B3’s programming helps young adults with disabilities navigate the often dramatic drop in services they experience after graduating from high school, Boheler said. The internship, which provides work and life skills and the opportunity for service and occupational shadowing hours, involves working one kiosk shift per week, participating in allyship and self-advocacy trainings, and taking B3’s Belonging in the Workplace class.

“It’s all interactive. We role-play situations that happen at the kiosk and problem solve them together so that there is an educational component,” Boheler said.

While the kiosk gives employees important work experience, it also plays a larger role in the community, Boheler said, by helping to eliminate misconceptions around disabilities and the discomfort that employers have with the idea of differences.

“Employers tend to be pretty resistant to the idea of hiring someone with a disability, especially if they don’t know a disabled person,” she said. “B3 increases the visibility of the disability community, which is important for breaking down stigma. We provide spaces for disabled people to be represented in a dignified way.”

People without disabilities are often the ones who benefit most from B3’s programs, including college students completing field work in social work, occupational therapy, human development and other programs. “They are looking for an immersive experience in disability culture and for personal relationships with people with disabilities,” Boheler said.

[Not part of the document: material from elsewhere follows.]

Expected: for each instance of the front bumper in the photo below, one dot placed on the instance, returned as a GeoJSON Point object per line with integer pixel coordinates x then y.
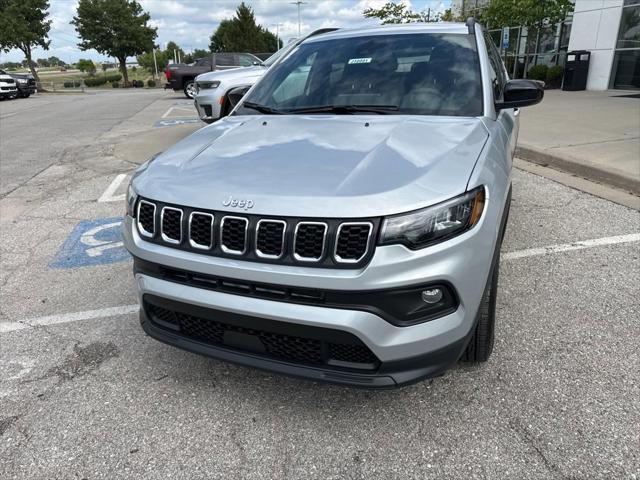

B3 takes a nonhierarchical approach, having a person with a disability and an ally working together in equal but distinct roles. “We focus on how to support people to be their authentic selves and thrive in community,” Boheler said, instead of focusing on how to fix or change people with disabilities.

“Many of our allies experience a major paradigm shift when they participate in B3,” Boheler said. “It’s mind-boggling when they realize they don’t have to see this person in terms of deficits and that they can learn something from them.”